The folder structure for the finally preprocessed files will look like:
```
final_processed/
├── 123456789_0_processed.pkl            # Processed trajectory for MMSI 123456789 (segment 0)
├── 123456789_1_processed.pkl            # (if multiple processed trajectories exist for same MMSI)
├── 987654321_0_processed.pkl
├── 987654321_1_processed.pkl
└── ...
```
where each pickle file constitutes one sample.

In [None]:
from src.preprocessing.preprocessing import preprocess_mmsi_track

def process_single_mmsi(mmsi_info):
    """ Wrapper to unpack arguments for multiprocessing."""
    mmsi, mmsi_dir_path, final_dir = mmsi_info
    
    # Load all segments for this MMSI
    all_segments = []
    segment_files = [f for f in os.listdir(mmsi_dir_path) if f.endswith(".pkl") and not f.startswith("vessel_types_")]
    if not segment_files:
        return None
    for seg_file in segment_files:
            segment_path = os.path.join(mmsi_dir_path, seg_file)
            with open(segment_path, "rb") as f:
                track_segment = pickle.load(f)
                all_segments.append(track_segment)
    
    # Merge into one track
    try:
        full_track = np.concatenate(all_segments, axis=0)
    except ValueError:
        print(f"    MMSI {mmsi}: Error concatenating. Skipping.")
        return None

    # Run processing for single MMSI's track
    processed_data = preprocess_mmsi_track(mmsi, full_track)
    
    # Save final result
    if processed_data:
        for k, traj in processed_data.items():
            final_output_path = os.path.join(final_dir, f"{mmsi}_{k}_processed.pkl")
            data_item = {'mmsi': mmsi, 'traj': traj}
            with open(final_output_path, "wb") as f:
                pickle.dump(data_item, f)
        return True
    return None
    
def reduce(final_dir: str, temp_dir: str,  n_workers: int = None):
    """
    Preprocess vessel trajectories by MMSI in parallel.
    """
    os.makedirs(final_dir, exist_ok=True)
    
    mmsi_folders = os.listdir(temp_dir)
    
    # Prepare list of (mmsi, path, output_dir) tuples for parallel processing
    mmsi_tasks = []
    for mmsi in mmsi_folders:
        mmsi_dir_path = os.path.join(temp_dir, mmsi)
        if os.path.isdir(mmsi_dir_path):
            mmsi_tasks.append((mmsi, mmsi_dir_path, final_dir))
    
    # Process in parallel
    with Pool(processes=n_workers) as pool:
        results = [pool.imap_unordered(process_single_mmsi, mmsi_tasks)]
        
num_workers = cpu_count() - 1  # Leave 1 core free
final_dir = 'data/final_processed'
reduce(final_dir=final_dir, temp_dir=temp_dir, n_workers=num_workers)
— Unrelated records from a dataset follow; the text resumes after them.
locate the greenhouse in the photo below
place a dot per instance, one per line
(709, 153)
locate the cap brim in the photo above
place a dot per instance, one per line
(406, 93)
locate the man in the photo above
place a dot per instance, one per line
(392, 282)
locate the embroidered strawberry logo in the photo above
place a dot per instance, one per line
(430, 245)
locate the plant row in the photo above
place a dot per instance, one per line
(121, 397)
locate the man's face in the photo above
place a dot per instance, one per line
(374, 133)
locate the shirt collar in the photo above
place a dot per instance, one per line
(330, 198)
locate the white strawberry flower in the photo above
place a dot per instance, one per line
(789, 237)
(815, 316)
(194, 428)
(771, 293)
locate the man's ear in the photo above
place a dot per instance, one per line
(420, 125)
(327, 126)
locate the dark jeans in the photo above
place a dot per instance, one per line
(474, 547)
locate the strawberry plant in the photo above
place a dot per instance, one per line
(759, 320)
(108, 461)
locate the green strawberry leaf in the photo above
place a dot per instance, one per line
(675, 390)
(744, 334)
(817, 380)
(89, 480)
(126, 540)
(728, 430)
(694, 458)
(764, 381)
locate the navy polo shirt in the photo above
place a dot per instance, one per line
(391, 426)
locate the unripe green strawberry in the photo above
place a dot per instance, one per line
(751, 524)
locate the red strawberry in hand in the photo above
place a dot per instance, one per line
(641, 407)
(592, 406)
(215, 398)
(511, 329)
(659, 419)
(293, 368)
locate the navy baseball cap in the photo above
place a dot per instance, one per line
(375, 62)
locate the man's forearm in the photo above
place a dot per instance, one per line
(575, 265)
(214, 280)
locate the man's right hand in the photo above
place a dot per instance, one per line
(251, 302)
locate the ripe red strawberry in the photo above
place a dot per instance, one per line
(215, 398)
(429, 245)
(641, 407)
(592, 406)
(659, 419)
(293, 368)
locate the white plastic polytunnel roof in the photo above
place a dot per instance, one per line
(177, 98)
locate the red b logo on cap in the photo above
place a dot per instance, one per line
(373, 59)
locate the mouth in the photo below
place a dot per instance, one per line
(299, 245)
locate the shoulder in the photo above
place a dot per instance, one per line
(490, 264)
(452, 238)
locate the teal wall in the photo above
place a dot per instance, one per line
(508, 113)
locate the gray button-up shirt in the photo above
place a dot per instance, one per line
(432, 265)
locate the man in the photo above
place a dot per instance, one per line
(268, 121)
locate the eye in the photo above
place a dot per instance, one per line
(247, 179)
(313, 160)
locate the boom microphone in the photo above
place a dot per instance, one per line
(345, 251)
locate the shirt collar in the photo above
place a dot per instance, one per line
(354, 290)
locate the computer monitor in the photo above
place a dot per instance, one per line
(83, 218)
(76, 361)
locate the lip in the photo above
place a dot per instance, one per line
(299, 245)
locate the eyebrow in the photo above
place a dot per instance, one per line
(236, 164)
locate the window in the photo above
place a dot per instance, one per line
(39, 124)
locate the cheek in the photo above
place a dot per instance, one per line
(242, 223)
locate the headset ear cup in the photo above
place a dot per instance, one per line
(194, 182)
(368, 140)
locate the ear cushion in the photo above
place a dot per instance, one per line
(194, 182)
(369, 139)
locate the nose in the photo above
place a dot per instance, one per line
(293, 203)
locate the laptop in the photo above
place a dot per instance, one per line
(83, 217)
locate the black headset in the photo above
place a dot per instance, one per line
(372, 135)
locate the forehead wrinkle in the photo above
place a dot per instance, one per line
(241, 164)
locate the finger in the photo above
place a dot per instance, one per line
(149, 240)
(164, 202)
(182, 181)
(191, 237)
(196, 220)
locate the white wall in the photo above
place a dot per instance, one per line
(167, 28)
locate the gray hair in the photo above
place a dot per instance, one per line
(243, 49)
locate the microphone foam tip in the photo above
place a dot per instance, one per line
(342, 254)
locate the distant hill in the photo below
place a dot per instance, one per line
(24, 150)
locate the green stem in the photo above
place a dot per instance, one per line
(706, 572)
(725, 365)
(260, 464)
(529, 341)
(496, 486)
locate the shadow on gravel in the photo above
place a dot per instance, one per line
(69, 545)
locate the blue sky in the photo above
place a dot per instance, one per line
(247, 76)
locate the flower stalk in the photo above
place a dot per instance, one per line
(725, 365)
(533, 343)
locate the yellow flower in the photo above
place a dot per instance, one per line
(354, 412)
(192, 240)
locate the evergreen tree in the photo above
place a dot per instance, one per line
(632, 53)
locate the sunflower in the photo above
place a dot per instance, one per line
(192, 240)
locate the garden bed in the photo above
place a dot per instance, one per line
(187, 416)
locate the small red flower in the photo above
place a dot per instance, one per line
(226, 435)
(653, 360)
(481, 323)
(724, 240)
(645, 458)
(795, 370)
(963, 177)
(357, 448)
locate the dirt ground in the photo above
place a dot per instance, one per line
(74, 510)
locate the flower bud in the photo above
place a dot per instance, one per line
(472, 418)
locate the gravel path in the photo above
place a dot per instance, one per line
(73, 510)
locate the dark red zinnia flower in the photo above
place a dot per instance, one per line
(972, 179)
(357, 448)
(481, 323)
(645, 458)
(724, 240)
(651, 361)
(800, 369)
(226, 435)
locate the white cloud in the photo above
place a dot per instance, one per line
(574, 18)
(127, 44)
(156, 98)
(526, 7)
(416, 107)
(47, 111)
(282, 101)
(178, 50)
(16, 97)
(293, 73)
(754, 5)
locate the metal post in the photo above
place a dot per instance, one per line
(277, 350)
### Combine vessel_types and cleanup temporary files

In [None]:
import shutil

vessel_types_combined = dict()
vessel_type_files = [f for f in os.listdir(vessel_type_dir) if f.startswith("vessel_types_") and f.endswith(".pkl")]
for vt_file in vessel_type_files:
    vt_path = os.path.join(vessel_type_dir, vt_file)
    with open(vt_path, "rb") as f:
        vt_mapping = pickle.load(f)
        vessel_types_combined.update(vt_mapping) # In case of conflicts, later files overwrite earlier ones
    os.remove(vt_path)
combined_vt_path = os.path.join(final_dir, "vessel_types.pkl")
with open(combined_vt_path, "wb") as f:
    pickle.dump(vessel_types_combined, f)
    
shutil.rmtree(temp_dir)

## Clustering
TODO

## Something "new"
TODO

## References
D. Nguyen, R. Fablet. "A Transformer Network With Sparse Augmented Data Representation and Cross Entropy Loss for AIS-Based Vessel Trajectory Prediction," in IEEE Access, vol. 12, pp. 21596–21609, 2024.